Information-Theoretic Guarantees for Recovering Low-Rank Tensors from Symmetric Rank-One Measurements
Eren C. Kızıldağ
TL;DR
This work derives information-theoretic guarantees for exactly recovering a low symmetric-rank order-$\ell$ tensor from symmetric rank-one measurements with i.i.d. log-concave entries. The authors prove a near-optimal sample complexity of $N=\Theta(dr)$ for exact recovery via a rank-minimization program, and complement it with a Fano-based lower bound showing that $N=\tilde{\Omega}(dr^{0.98})$ is necessary up to polylog factors, underscoring the efficiency of the low-rank approach.

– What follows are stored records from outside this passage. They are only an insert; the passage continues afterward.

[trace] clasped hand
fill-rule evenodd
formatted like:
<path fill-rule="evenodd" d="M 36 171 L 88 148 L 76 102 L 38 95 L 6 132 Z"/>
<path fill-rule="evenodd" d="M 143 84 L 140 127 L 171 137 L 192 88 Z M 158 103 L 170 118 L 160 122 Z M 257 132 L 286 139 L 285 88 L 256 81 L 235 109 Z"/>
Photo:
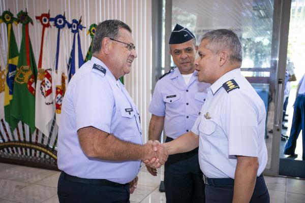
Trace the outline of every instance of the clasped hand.
<path fill-rule="evenodd" d="M 156 170 L 156 168 L 164 165 L 168 157 L 168 153 L 164 146 L 157 140 L 154 142 L 150 140 L 145 144 L 145 145 L 148 150 L 148 156 L 146 159 L 143 160 L 143 162 L 146 167 Z"/>

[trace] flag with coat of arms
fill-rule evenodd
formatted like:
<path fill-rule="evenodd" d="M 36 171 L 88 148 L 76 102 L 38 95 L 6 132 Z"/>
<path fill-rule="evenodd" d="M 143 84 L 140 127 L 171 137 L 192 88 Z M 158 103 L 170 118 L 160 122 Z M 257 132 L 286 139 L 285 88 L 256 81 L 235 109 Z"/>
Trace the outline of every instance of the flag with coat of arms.
<path fill-rule="evenodd" d="M 5 67 L 2 36 L 0 36 L 0 120 L 4 118 L 4 90 L 5 83 Z"/>
<path fill-rule="evenodd" d="M 55 112 L 53 70 L 50 58 L 50 14 L 36 16 L 42 25 L 35 98 L 35 125 L 48 136 Z"/>
<path fill-rule="evenodd" d="M 54 26 L 57 29 L 56 56 L 55 60 L 55 105 L 56 122 L 59 125 L 62 112 L 62 104 L 66 88 L 68 86 L 68 54 L 66 46 L 66 38 L 63 29 L 69 23 L 66 20 L 65 14 L 57 15 L 55 18 L 50 18 L 54 22 Z"/>
<path fill-rule="evenodd" d="M 97 24 L 93 23 L 90 25 L 90 27 L 89 27 L 89 29 L 87 31 L 87 35 L 90 35 L 90 37 L 91 38 L 91 43 L 90 43 L 90 46 L 88 49 L 87 55 L 86 55 L 86 57 L 85 57 L 85 62 L 91 60 L 91 58 L 92 57 L 92 41 L 93 41 L 93 38 L 95 35 L 96 27 Z"/>
<path fill-rule="evenodd" d="M 19 52 L 14 34 L 12 24 L 18 24 L 17 18 L 9 11 L 5 11 L 0 16 L 0 23 L 5 23 L 7 25 L 8 35 L 7 61 L 5 72 L 4 84 L 4 114 L 5 119 L 11 126 L 14 119 L 12 117 L 12 99 L 13 99 L 13 88 L 16 69 L 18 63 Z"/>
<path fill-rule="evenodd" d="M 19 121 L 29 126 L 30 134 L 35 130 L 35 89 L 37 68 L 29 39 L 28 24 L 32 19 L 26 11 L 20 11 L 17 20 L 22 25 L 22 36 L 14 81 L 12 116 L 15 120 L 11 127 L 14 130 Z M 30 136 L 29 140 L 32 140 Z"/>
<path fill-rule="evenodd" d="M 81 23 L 81 17 L 79 21 L 76 19 L 73 19 L 71 24 L 68 24 L 69 28 L 71 29 L 71 31 L 73 35 L 73 43 L 72 44 L 72 48 L 69 59 L 68 65 L 69 72 L 69 81 L 71 79 L 73 75 L 75 74 L 78 69 L 84 63 L 84 59 L 81 53 L 81 47 L 80 46 L 80 38 L 79 36 L 79 30 L 82 30 L 85 27 L 83 26 Z"/>

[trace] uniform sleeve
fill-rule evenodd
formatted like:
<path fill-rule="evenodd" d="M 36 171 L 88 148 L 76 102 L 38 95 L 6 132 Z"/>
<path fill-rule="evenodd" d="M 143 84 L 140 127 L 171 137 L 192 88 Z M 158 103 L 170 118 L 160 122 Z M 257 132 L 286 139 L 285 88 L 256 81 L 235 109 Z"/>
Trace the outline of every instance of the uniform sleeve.
<path fill-rule="evenodd" d="M 162 94 L 159 89 L 160 82 L 157 82 L 152 94 L 148 111 L 158 116 L 165 116 L 165 104 L 163 101 Z"/>
<path fill-rule="evenodd" d="M 110 133 L 114 98 L 106 80 L 90 73 L 77 81 L 73 96 L 77 130 L 93 126 Z"/>
<path fill-rule="evenodd" d="M 228 154 L 258 157 L 258 112 L 241 91 L 226 93 L 223 100 L 221 122 L 228 138 Z"/>

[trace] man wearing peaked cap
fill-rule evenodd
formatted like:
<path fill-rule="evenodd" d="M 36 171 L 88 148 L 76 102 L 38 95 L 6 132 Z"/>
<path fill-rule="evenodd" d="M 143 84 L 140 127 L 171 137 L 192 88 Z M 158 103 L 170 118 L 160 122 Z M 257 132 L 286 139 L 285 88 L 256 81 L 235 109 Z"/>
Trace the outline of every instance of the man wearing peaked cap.
<path fill-rule="evenodd" d="M 169 44 L 177 67 L 160 77 L 149 108 L 151 113 L 149 140 L 159 140 L 164 127 L 166 142 L 191 130 L 209 86 L 197 80 L 194 65 L 197 50 L 194 35 L 177 24 Z M 164 174 L 167 202 L 204 202 L 204 184 L 198 150 L 197 148 L 168 157 Z M 149 167 L 147 170 L 157 175 L 156 170 Z"/>
<path fill-rule="evenodd" d="M 240 73 L 241 43 L 231 30 L 211 30 L 202 36 L 198 55 L 198 79 L 211 84 L 205 103 L 191 130 L 163 145 L 170 157 L 199 146 L 206 202 L 268 203 L 266 110 Z"/>

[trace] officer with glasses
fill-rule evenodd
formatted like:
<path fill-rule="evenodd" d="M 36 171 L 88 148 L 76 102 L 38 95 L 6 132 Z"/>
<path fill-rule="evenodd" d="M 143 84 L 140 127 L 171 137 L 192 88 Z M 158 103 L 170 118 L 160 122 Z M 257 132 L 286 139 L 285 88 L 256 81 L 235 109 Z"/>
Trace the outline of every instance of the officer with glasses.
<path fill-rule="evenodd" d="M 167 159 L 161 146 L 143 145 L 139 110 L 119 80 L 130 72 L 135 48 L 128 25 L 100 23 L 92 58 L 69 83 L 58 129 L 60 202 L 129 202 L 141 160 L 159 167 Z"/>

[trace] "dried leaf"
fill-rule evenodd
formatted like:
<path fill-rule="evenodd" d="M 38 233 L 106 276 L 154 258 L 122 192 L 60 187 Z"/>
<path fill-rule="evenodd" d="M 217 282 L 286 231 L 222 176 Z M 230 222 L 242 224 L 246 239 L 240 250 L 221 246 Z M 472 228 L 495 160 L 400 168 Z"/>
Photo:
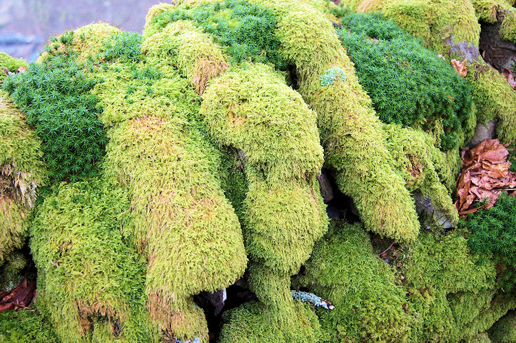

They connect these results to learning two-layer polynomial networks, demonstrate that ERM over unstructured tensors can require exponentially more samples, and develop a suite of tools—covering numbers, Carbery–Wright anti-concentration, and orthogonal-polynomial expansions—to handle symmetric rank-one measurements under log-concave distributions. The paper highlights the potential for information-theoretic benchmarks to guide the design of tractable algorithms and deepens understanding of sample complexity in structured tensor recovery and polynomial-network settings.
Abstract
In this paper, we investigate the sample complexity of recovering tensors with low symmetric rank from symmetric rank-one measurements. This setting is particularly motivated by the study of higher-order interactions and the analysis of two-layer neural networks with polynomial activations (polynomial networks). Using a covering numbers argument, we analyze the performance of the symmetric rank minimization program and establish near-optimal sample complexity bounds when the underlying distribution is log-concave. Our measurement model involves random symmetric rank-one tensors, which lead to involved probability calculations. To address these challenges, we employ the Carbery-Wright inequality, a powerful tool for studying anti-concentration properties of random polynomials, and leverage orthogonal polynomials. Additionally, we provide a sample complexity lower bound based on Fano's inequality, and discuss broader implications of our results for two-layer polynomial networks.